9 numeric features per player (ego + opponent = 18 total):
`percent, stock, facing, invulnerable, jumps_left, on_ground,
shield_strength, position_x, position_y`

Plus categorical embeddings: stage(4d), 2× character(12d), 2× action(32d).
Plus controller state from the previous frame as a 56-dim one-hot
(37 stick + 9 c-stick + 7 button + 3 shoulder).

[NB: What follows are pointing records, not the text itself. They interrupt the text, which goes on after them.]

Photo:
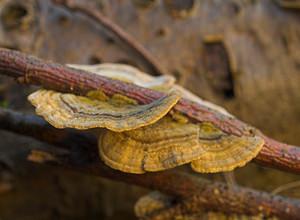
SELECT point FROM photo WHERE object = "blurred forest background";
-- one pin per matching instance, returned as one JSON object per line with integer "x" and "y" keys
{"x": 241, "y": 54}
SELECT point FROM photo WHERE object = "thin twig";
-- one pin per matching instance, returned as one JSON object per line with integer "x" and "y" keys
{"x": 197, "y": 193}
{"x": 96, "y": 15}
{"x": 31, "y": 70}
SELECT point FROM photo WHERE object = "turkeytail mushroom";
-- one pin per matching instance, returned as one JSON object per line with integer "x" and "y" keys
{"x": 151, "y": 137}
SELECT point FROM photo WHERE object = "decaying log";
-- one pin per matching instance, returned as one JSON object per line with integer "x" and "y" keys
{"x": 197, "y": 193}
{"x": 30, "y": 70}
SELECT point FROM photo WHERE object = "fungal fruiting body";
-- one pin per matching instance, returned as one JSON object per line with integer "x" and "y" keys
{"x": 64, "y": 110}
{"x": 152, "y": 137}
{"x": 162, "y": 145}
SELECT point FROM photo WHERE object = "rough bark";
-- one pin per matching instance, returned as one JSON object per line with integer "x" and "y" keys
{"x": 30, "y": 70}
{"x": 197, "y": 193}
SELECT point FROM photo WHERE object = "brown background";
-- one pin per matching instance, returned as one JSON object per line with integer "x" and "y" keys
{"x": 243, "y": 55}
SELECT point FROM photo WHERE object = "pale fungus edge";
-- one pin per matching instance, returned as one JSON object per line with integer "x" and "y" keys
{"x": 240, "y": 163}
{"x": 49, "y": 108}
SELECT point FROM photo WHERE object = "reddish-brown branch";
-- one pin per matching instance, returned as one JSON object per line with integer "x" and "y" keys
{"x": 31, "y": 70}
{"x": 96, "y": 15}
{"x": 197, "y": 193}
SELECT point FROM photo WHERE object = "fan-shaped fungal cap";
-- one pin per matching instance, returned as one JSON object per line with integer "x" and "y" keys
{"x": 163, "y": 145}
{"x": 131, "y": 74}
{"x": 224, "y": 152}
{"x": 64, "y": 110}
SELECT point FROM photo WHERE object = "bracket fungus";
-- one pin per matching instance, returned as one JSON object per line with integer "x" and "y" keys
{"x": 64, "y": 110}
{"x": 162, "y": 145}
{"x": 152, "y": 137}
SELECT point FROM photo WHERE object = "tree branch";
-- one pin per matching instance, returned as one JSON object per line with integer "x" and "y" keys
{"x": 197, "y": 193}
{"x": 96, "y": 15}
{"x": 31, "y": 70}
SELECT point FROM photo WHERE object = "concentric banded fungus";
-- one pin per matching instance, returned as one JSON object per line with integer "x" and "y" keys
{"x": 160, "y": 146}
{"x": 63, "y": 110}
{"x": 131, "y": 74}
{"x": 224, "y": 152}
{"x": 144, "y": 138}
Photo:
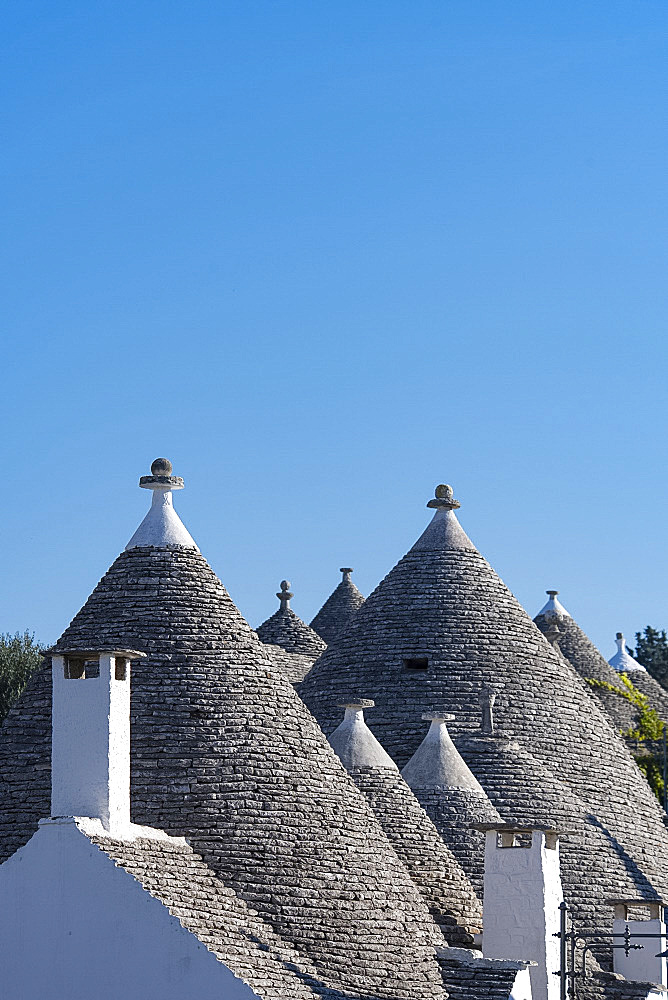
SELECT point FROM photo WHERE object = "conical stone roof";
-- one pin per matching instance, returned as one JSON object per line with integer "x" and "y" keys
{"x": 564, "y": 633}
{"x": 287, "y": 630}
{"x": 451, "y": 795}
{"x": 339, "y": 608}
{"x": 444, "y": 887}
{"x": 591, "y": 665}
{"x": 224, "y": 754}
{"x": 441, "y": 626}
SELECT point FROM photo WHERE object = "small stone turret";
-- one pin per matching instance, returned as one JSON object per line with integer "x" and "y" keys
{"x": 450, "y": 794}
{"x": 285, "y": 629}
{"x": 435, "y": 871}
{"x": 339, "y": 609}
{"x": 622, "y": 661}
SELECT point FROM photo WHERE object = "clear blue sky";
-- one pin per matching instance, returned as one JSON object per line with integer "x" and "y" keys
{"x": 324, "y": 256}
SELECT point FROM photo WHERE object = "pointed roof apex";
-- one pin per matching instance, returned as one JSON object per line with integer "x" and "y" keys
{"x": 444, "y": 530}
{"x": 622, "y": 661}
{"x": 553, "y": 606}
{"x": 162, "y": 527}
{"x": 284, "y": 595}
{"x": 437, "y": 763}
{"x": 443, "y": 498}
{"x": 354, "y": 743}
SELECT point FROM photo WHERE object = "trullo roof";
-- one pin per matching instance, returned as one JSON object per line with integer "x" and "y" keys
{"x": 441, "y": 626}
{"x": 224, "y": 753}
{"x": 442, "y": 883}
{"x": 591, "y": 665}
{"x": 339, "y": 607}
{"x": 287, "y": 630}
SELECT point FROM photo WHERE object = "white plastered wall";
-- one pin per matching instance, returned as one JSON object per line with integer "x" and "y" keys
{"x": 522, "y": 893}
{"x": 74, "y": 926}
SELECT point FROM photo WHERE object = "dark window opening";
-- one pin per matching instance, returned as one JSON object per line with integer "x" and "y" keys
{"x": 77, "y": 669}
{"x": 516, "y": 838}
{"x": 416, "y": 663}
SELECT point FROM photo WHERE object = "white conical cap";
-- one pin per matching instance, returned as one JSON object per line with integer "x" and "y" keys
{"x": 162, "y": 526}
{"x": 622, "y": 661}
{"x": 354, "y": 743}
{"x": 437, "y": 763}
{"x": 553, "y": 606}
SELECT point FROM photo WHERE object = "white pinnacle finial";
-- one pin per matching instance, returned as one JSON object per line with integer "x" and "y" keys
{"x": 437, "y": 763}
{"x": 554, "y": 607}
{"x": 622, "y": 661}
{"x": 162, "y": 527}
{"x": 284, "y": 595}
{"x": 354, "y": 743}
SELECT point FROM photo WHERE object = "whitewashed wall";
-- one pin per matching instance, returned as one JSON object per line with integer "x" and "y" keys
{"x": 73, "y": 926}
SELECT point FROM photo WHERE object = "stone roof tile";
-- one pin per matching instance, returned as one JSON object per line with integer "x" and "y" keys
{"x": 338, "y": 609}
{"x": 224, "y": 753}
{"x": 441, "y": 881}
{"x": 441, "y": 626}
{"x": 287, "y": 630}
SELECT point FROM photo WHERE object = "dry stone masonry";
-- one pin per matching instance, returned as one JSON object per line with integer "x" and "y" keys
{"x": 339, "y": 608}
{"x": 440, "y": 628}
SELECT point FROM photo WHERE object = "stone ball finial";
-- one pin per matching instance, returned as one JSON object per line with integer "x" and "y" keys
{"x": 443, "y": 497}
{"x": 161, "y": 467}
{"x": 284, "y": 595}
{"x": 161, "y": 477}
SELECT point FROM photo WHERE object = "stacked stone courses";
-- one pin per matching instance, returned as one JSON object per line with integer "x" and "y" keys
{"x": 287, "y": 630}
{"x": 444, "y": 604}
{"x": 338, "y": 609}
{"x": 175, "y": 875}
{"x": 590, "y": 664}
{"x": 224, "y": 753}
{"x": 441, "y": 881}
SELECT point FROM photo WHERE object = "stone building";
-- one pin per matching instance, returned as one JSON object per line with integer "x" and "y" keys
{"x": 293, "y": 645}
{"x": 437, "y": 630}
{"x": 174, "y": 822}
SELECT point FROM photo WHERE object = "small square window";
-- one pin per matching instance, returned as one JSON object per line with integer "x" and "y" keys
{"x": 416, "y": 662}
{"x": 75, "y": 669}
{"x": 92, "y": 668}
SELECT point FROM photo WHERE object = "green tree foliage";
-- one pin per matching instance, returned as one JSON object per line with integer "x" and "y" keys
{"x": 644, "y": 738}
{"x": 19, "y": 656}
{"x": 652, "y": 652}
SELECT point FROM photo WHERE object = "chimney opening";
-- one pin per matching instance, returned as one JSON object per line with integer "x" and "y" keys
{"x": 416, "y": 662}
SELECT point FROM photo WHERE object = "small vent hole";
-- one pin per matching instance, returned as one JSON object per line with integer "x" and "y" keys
{"x": 416, "y": 663}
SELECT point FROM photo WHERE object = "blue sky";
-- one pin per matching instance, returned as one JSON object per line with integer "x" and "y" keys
{"x": 324, "y": 256}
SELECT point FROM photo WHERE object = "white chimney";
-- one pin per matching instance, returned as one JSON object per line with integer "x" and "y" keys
{"x": 521, "y": 898}
{"x": 646, "y": 964}
{"x": 90, "y": 748}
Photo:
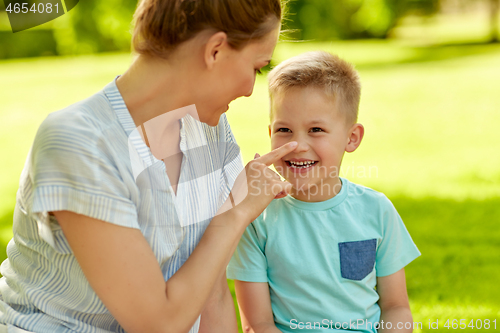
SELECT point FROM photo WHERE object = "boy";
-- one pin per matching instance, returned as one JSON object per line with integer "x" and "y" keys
{"x": 330, "y": 256}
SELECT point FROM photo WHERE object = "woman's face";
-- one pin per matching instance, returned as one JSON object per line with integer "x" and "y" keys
{"x": 234, "y": 75}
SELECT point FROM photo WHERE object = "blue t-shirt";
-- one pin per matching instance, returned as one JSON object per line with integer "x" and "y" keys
{"x": 321, "y": 259}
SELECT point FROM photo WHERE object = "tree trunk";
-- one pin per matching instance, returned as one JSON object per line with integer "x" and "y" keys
{"x": 494, "y": 11}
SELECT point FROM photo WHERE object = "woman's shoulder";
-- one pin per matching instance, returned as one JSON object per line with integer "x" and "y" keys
{"x": 90, "y": 116}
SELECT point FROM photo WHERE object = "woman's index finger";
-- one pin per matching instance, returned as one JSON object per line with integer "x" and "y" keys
{"x": 277, "y": 153}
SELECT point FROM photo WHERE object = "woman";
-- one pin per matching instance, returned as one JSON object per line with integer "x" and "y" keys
{"x": 124, "y": 220}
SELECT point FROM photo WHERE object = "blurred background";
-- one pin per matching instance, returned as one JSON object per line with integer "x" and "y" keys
{"x": 430, "y": 105}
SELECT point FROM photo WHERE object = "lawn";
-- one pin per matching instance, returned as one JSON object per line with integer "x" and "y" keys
{"x": 431, "y": 115}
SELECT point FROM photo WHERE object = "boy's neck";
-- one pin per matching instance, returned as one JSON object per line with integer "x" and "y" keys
{"x": 318, "y": 192}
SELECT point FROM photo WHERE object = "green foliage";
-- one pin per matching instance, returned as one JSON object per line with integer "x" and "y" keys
{"x": 350, "y": 19}
{"x": 431, "y": 118}
{"x": 97, "y": 26}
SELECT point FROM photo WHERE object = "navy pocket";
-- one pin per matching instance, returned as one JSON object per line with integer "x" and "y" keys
{"x": 357, "y": 258}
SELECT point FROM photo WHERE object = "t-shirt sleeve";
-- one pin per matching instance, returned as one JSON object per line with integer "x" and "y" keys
{"x": 249, "y": 262}
{"x": 71, "y": 167}
{"x": 397, "y": 249}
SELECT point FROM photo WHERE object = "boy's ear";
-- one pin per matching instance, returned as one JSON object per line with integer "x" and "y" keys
{"x": 355, "y": 136}
{"x": 214, "y": 45}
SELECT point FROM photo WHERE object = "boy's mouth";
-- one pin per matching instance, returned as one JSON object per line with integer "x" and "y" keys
{"x": 300, "y": 165}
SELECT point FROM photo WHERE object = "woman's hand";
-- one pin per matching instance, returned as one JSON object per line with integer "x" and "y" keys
{"x": 258, "y": 185}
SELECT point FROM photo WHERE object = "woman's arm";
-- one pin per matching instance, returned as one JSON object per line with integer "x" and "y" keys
{"x": 218, "y": 314}
{"x": 254, "y": 302}
{"x": 393, "y": 302}
{"x": 123, "y": 271}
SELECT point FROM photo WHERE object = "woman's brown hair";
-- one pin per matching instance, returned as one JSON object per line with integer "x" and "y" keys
{"x": 161, "y": 25}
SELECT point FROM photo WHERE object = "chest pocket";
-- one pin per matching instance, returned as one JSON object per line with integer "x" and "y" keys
{"x": 357, "y": 259}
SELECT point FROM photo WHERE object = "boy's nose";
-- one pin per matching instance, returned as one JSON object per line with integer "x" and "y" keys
{"x": 302, "y": 146}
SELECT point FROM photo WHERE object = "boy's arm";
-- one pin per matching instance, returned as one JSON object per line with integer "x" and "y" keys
{"x": 218, "y": 314}
{"x": 254, "y": 302}
{"x": 393, "y": 302}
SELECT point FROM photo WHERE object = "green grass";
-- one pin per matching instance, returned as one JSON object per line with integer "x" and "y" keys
{"x": 431, "y": 118}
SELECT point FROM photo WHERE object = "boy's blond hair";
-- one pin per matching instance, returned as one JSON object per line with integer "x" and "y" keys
{"x": 323, "y": 70}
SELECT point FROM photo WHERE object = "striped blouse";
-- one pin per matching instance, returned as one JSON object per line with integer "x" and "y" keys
{"x": 90, "y": 159}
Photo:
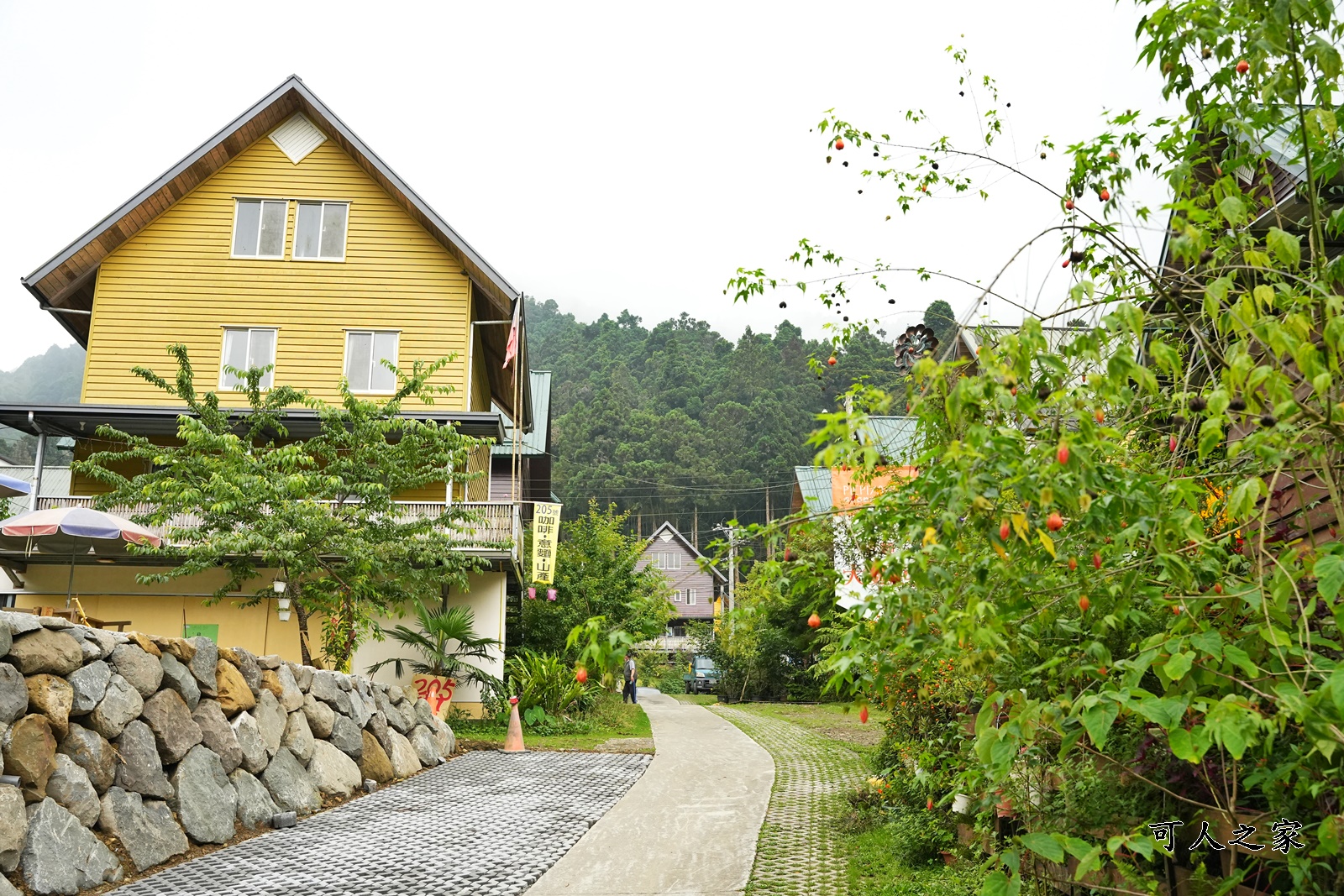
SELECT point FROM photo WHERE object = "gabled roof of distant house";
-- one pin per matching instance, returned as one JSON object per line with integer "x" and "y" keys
{"x": 65, "y": 282}
{"x": 535, "y": 443}
{"x": 685, "y": 543}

Total input per frame: 166 dimensions → projected to 512.

## Training

- Optimizer: AdamW, LR 3e-4, weight decay 0.01, no warmup
- LR schedule: CosineAnnealingLR, eta_min 1e-6
- Gradient clip: 1.0
- Dropout: 0.2
- Sequence length: 256 frames (~4.3 seconds)
- Mixed precision: BF16 AMP with FP32 upcast for relpos attention
  (prevents BF16 overflow in the manual Q@K^T + Srel computation)
- Batch size: 512 (typically single-GPU on an RTX 5090)
- Steps: ~32K for well-represented characters, early-stopped for Luigi
- Reaction delay: 0 (v2 shards have target[i] = buttons[i+1], so the
  default rd=0 matches inference — do NOT use `--reaction-delay 1` or
  `--controller-offset` with v2 shards)

## Known limitations

1. **Character-locked**: each model only plays the character it was trained
   on. No matchup generalization. Training a multi-character model with a
   character embedding is a natural next step but not done yet.
2. **Fox model is legacy**: the Fox checkpoint is from an earlier run that
   predates the `--self-inputs` fix. Its val metrics are much lower than
   the others and it plays slightly worse.
3. **Small-dataset overfitting**: Luigi only has 1951 training games after
   filtering. The `_best.pt` checkpoint is early-stopped at step 5242 to
   avoid the val-loss climb. Plays surprisingly well for the data volume.
4. **Edge guarding and recovery weaknesses**: the bot doesn't consistently
   go for off-stage edge guards or execute high-skill recovery mixups.
5. **No matchmaking / Ranked**: the Discord bot only joins explicit Direct
   Connect lobbies. Do NOT adapt it for Slippi Online Unranked or Ranked —
   the libmelee README explicitly forbids bots on those ladders, and
   Slippi has not yet opened a "bot account" opt-in system.

## Acknowledgments

- **Eric Gu** for HAL, the reference implementation MIMIC is based on.
  HAL's architecture, tokenization, and training pipeline are the
  foundation. https://github.com/ericyuegu/hal
- **Vlad Firoiu and collaborators** for libmelee, the Python interface
  to Dolphin + Slippi. https://github.com/altf4/libmelee
- **Project Slippi** for the Slippi Dolphin fork, replay format, and
  Direct Connect rollback netplay. https://slippi.gg

## License

MIT — see the MIMIC repo's LICENSE file.